Airplanes as neighbors: The Santa Monica Airport in California is set to close for good in 2028. But some residents are fighting to extend airport operation into 2029 to avoid building more housing on part of the site originally designated as park space. The site represents an opportunity to redevelop 200 acres in a city known for high housing costs and homelessness; however, opponents to affordable housing do not want any of that land to be available for allocation before the next California Housing Element Law is due for review in 2029. (Jack Ross | Fast Company)
What is a third place, really?: Coming out of the pandemic, when bars and restaurants either shuttered or disappeared, lamentations on the dearth of third places are commonplace. This discussion has inspired a question of what, exactly, a third place is: Is it a place where people can socialize for an affordable cost, or must it necessarily be free? Is it somewhere people engage in a common activity or a place people can just be? Perhaps everyone just needs a place to hang out, be social and feel safe. (Jaya Saxena | Eater)
Regional rail could benefit urban riders: Cities in the United States build commuter rail lines for the benefit of suburban commuters. In other cities around the world where commuter and local rail are integrated, trips within the urban center represent an outsized fraction of ridership. On Berlin’s S-Bahn, only a quarter of the ridership comes from suburban locations, suggesting the suburban mobility is supported by heavy network use within the urban center. (Alon Levy | Pedestrian Observations)
Supreme Court starts a permitting revolution: An 8-0 U.S. Supreme Court decision (with Justice Neil Gorsuch sitting out) reduces the required depth of Environmental Impact Studies (EIS) for compliance with the National Environmental Policy Act (NEPA). Second-order effects downstream of a project no longer need to be considered, the court said. In this case specifically, construction of a new railroad to export crude oil need only be examined for its local construction impacts, not the exportation of crude oil and the related acceleratory effect on global climate change. (Robinson Meyer | Heatmap)
The dark-roof lobby winning: Roofs made of lighter colored, reflective material — known as “cool roofs” — have been shown to reduce roof surface temperatures by up to 50 degrees Fahrenheit, increasing energy efficiency and reducing annual energy cost; however, roofing manufacturers, to maintain market share, have successfully lobbied rollbacks on rules and laws across the country that require such roofing materials. (Ames Alexander | The Guardian)
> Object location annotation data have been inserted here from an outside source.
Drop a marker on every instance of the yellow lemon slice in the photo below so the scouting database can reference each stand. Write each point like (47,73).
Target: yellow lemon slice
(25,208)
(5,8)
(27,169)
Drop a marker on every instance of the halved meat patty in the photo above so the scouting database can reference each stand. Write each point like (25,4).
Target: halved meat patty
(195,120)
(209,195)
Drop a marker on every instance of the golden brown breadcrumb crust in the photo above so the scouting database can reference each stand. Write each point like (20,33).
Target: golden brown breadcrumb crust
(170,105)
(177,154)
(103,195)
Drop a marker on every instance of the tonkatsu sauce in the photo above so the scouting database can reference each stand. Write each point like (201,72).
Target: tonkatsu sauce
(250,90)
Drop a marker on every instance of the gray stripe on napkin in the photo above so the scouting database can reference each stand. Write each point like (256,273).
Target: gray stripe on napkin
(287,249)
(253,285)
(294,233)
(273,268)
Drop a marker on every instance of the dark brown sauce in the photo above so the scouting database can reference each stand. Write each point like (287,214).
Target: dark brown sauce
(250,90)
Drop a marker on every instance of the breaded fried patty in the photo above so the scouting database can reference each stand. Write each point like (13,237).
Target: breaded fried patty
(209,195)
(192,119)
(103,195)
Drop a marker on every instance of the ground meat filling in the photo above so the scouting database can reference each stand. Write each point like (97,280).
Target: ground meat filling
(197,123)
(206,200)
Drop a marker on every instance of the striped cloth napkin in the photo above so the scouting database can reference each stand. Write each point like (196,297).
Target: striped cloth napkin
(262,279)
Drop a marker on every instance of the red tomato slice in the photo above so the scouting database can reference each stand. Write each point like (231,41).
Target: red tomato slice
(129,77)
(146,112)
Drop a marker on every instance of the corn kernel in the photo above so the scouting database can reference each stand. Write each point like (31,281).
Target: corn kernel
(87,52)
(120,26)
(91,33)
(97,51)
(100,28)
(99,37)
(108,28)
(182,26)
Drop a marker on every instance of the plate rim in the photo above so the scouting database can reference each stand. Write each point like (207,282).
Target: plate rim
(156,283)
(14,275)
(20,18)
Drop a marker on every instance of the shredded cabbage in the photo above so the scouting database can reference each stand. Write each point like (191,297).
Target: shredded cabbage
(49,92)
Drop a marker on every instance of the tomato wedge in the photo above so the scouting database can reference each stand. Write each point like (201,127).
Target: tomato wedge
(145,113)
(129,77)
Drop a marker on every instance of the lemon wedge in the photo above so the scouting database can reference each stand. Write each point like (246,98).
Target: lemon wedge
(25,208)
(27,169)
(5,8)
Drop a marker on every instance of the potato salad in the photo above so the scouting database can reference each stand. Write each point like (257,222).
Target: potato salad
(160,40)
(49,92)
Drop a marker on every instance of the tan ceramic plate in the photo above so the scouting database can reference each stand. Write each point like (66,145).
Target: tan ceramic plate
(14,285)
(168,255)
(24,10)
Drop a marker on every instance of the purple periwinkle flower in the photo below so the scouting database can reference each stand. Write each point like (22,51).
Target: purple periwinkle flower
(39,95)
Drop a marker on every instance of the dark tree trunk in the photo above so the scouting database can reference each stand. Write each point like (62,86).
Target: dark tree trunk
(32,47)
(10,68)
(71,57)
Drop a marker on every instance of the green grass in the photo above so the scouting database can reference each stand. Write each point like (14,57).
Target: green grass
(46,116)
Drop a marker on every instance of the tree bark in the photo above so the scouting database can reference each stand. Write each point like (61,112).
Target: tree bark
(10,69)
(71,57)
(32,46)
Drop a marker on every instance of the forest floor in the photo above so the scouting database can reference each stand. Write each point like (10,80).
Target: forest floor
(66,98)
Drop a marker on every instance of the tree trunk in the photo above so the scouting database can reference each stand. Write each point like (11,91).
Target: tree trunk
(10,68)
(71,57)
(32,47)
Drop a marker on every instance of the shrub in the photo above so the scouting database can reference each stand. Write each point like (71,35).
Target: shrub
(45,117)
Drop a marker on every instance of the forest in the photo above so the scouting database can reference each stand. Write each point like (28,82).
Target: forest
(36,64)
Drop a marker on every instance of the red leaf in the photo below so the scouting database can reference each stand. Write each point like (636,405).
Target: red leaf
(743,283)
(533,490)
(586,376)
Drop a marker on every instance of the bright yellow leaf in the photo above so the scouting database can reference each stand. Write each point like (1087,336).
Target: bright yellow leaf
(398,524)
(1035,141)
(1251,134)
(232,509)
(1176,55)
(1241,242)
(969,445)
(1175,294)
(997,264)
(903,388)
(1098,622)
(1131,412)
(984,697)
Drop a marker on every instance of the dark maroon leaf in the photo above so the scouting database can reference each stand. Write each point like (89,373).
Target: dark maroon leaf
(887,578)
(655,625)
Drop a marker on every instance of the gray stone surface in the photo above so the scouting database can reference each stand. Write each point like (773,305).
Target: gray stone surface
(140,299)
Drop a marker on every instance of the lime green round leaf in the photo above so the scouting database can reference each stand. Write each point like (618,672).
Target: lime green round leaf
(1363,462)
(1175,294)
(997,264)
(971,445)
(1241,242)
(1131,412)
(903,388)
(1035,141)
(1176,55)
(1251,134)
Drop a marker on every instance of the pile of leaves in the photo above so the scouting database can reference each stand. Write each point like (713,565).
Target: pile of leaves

This week on the Talking Headways podcast, we’re joined by Kevin Krizek and Tila Duhaime to chat about an idea called “emergency streets,” which focuses on the proper response from cities after a fatal crash.
Quote of the Week
“The basic premise of the paper is, ‘Can rising rents help explain why you’re losing transit ridership?’ And it seems to be that they can, because they reduce the likelihood that very high transit riders will live near transit stops.”
— Michael Manville, professor and chair of urban planning at UCLA, in CalMatters discussing a recent paper on the connections between rising rents and lower transit ridership.